Jasmin - Read speech (comp_q)
Preprocessing
The encoding used in the dataset for the transcriptions is latin_1. In order for the evaluation tool to work, I converted the encoding to UTF-8.
For the Flemish subset, one speaker (V000055
) does not belong to any of the 5 speaker groups according to the metadata. Therefore, this speaker and their files (fv160041
and fv170041
) have been excluded from the evaluation.
Postprocessing
A large number of insertions was encountered when evaluating Whisper. This was due to time misalignment at the start of segments. This was addressed by adjusting the start_time
of the first word of a segment to end_time - 0.1s
.
Same issue as described here was encountered for Jasmin too, where Whisper v3 would sometimes output segments such as “Beeld &”. It was addressed with the same method. Normalization and variations have also been applied similar to N-Best.
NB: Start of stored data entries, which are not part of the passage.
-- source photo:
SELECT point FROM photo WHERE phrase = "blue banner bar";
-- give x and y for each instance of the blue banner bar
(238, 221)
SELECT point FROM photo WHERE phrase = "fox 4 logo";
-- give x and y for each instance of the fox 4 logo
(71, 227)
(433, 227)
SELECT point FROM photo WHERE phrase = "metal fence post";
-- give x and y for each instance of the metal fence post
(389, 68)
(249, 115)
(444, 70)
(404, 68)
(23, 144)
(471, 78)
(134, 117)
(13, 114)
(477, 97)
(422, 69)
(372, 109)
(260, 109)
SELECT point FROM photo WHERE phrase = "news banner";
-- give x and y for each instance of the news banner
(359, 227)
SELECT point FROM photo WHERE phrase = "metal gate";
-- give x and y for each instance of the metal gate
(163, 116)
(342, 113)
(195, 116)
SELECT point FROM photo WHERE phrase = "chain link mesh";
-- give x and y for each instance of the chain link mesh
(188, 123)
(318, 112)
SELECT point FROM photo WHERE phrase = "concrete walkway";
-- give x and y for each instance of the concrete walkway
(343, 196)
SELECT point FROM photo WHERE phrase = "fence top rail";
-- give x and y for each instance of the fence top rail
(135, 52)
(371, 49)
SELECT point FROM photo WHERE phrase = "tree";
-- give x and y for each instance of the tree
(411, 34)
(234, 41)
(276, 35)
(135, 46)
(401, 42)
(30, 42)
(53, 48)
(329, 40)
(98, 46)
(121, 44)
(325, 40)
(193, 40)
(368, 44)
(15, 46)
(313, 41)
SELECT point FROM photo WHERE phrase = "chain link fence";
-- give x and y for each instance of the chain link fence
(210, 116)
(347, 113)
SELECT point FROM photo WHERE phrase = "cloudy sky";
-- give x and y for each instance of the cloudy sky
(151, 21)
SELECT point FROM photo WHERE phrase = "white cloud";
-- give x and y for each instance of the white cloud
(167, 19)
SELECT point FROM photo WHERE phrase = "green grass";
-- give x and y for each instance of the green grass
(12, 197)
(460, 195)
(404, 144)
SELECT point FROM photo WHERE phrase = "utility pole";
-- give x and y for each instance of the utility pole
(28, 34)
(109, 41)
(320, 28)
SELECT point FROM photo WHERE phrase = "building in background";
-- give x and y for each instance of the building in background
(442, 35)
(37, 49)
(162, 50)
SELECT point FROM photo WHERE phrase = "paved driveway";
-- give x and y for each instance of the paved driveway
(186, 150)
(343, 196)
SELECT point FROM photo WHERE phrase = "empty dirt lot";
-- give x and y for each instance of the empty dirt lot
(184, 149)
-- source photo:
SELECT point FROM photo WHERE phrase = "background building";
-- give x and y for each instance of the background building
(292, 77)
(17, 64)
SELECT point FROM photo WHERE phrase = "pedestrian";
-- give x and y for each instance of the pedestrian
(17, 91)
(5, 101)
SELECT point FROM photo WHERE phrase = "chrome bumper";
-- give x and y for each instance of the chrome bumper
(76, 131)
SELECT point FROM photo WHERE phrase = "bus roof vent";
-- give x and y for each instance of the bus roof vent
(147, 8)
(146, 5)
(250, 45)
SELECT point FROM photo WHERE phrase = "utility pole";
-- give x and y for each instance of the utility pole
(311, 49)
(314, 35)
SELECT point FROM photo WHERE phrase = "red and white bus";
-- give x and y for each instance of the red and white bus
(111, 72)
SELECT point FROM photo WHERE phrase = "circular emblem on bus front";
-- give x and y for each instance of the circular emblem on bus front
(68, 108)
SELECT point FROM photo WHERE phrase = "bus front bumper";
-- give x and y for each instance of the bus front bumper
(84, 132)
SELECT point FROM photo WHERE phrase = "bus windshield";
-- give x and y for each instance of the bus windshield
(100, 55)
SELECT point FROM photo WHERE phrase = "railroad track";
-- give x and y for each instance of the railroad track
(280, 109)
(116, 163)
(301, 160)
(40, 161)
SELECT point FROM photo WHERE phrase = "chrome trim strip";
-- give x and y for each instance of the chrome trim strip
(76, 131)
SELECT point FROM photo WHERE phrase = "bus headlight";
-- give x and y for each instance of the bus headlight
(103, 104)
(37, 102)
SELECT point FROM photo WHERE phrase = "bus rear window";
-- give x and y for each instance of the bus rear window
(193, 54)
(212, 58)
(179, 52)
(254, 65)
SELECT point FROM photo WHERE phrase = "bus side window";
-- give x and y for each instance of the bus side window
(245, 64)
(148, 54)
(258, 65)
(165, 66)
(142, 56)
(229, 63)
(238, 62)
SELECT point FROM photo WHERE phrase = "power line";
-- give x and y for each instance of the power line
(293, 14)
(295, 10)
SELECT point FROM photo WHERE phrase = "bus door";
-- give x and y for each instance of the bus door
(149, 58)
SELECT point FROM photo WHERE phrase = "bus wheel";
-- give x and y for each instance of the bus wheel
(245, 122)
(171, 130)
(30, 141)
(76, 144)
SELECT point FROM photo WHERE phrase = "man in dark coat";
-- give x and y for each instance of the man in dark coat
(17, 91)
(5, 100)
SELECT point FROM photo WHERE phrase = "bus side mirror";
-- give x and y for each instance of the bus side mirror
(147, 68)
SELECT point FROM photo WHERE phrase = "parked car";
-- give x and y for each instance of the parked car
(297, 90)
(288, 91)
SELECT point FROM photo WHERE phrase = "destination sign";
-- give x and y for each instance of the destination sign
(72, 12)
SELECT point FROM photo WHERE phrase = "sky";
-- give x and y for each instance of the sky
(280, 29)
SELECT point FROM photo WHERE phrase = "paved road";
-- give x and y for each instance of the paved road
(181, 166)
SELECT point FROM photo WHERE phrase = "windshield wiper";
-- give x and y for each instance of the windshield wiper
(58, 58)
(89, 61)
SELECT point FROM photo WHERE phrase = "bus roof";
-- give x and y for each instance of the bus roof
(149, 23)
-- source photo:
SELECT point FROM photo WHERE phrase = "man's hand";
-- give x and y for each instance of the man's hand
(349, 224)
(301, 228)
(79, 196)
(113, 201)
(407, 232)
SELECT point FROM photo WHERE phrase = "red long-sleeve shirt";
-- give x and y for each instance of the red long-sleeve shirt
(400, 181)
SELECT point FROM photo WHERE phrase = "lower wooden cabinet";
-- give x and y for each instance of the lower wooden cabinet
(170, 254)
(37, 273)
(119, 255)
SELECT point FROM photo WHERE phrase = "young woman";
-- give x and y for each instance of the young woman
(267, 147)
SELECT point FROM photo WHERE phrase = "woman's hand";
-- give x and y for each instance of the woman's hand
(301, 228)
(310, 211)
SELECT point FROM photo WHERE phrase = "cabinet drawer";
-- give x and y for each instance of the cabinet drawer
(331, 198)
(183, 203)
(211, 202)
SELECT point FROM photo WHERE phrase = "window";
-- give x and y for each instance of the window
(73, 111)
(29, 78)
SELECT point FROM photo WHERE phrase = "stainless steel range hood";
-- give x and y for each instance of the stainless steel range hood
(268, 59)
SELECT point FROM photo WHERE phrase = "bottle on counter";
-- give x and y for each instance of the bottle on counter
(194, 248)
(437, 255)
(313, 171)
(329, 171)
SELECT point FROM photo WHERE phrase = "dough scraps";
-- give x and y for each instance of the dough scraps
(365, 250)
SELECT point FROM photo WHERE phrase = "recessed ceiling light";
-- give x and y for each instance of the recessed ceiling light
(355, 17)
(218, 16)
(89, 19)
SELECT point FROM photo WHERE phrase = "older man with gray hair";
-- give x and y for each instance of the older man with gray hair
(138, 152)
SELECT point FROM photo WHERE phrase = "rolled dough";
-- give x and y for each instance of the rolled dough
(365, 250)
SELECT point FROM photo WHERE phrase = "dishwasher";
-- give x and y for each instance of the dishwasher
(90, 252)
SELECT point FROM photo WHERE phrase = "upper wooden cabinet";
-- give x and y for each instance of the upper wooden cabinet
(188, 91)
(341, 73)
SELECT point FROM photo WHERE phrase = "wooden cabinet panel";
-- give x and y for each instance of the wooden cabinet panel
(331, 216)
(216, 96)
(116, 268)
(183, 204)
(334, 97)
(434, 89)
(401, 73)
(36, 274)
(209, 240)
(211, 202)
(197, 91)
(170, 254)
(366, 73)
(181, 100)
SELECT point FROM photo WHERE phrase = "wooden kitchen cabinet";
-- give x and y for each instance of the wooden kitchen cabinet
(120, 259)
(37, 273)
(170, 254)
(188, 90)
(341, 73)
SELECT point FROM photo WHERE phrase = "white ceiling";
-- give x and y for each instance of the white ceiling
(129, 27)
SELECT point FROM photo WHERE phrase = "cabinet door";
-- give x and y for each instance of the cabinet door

Jasmin - HMI speech (comp_p)
Same steps were applied as for comp_q
. One additional step is described below:
Preprocessing
The machine voice is still audible in the human speaker’s channel. To address this, a script to silence the time segments where the human would not speak was used. The gaps between the human-spoken segments are annotated using inter_segment_gap
as an identifier and those parts were therefore silenced. It uses pydub’s AudioSegment.silent()
function. The script also converts the audio to mono by saving only the human channel.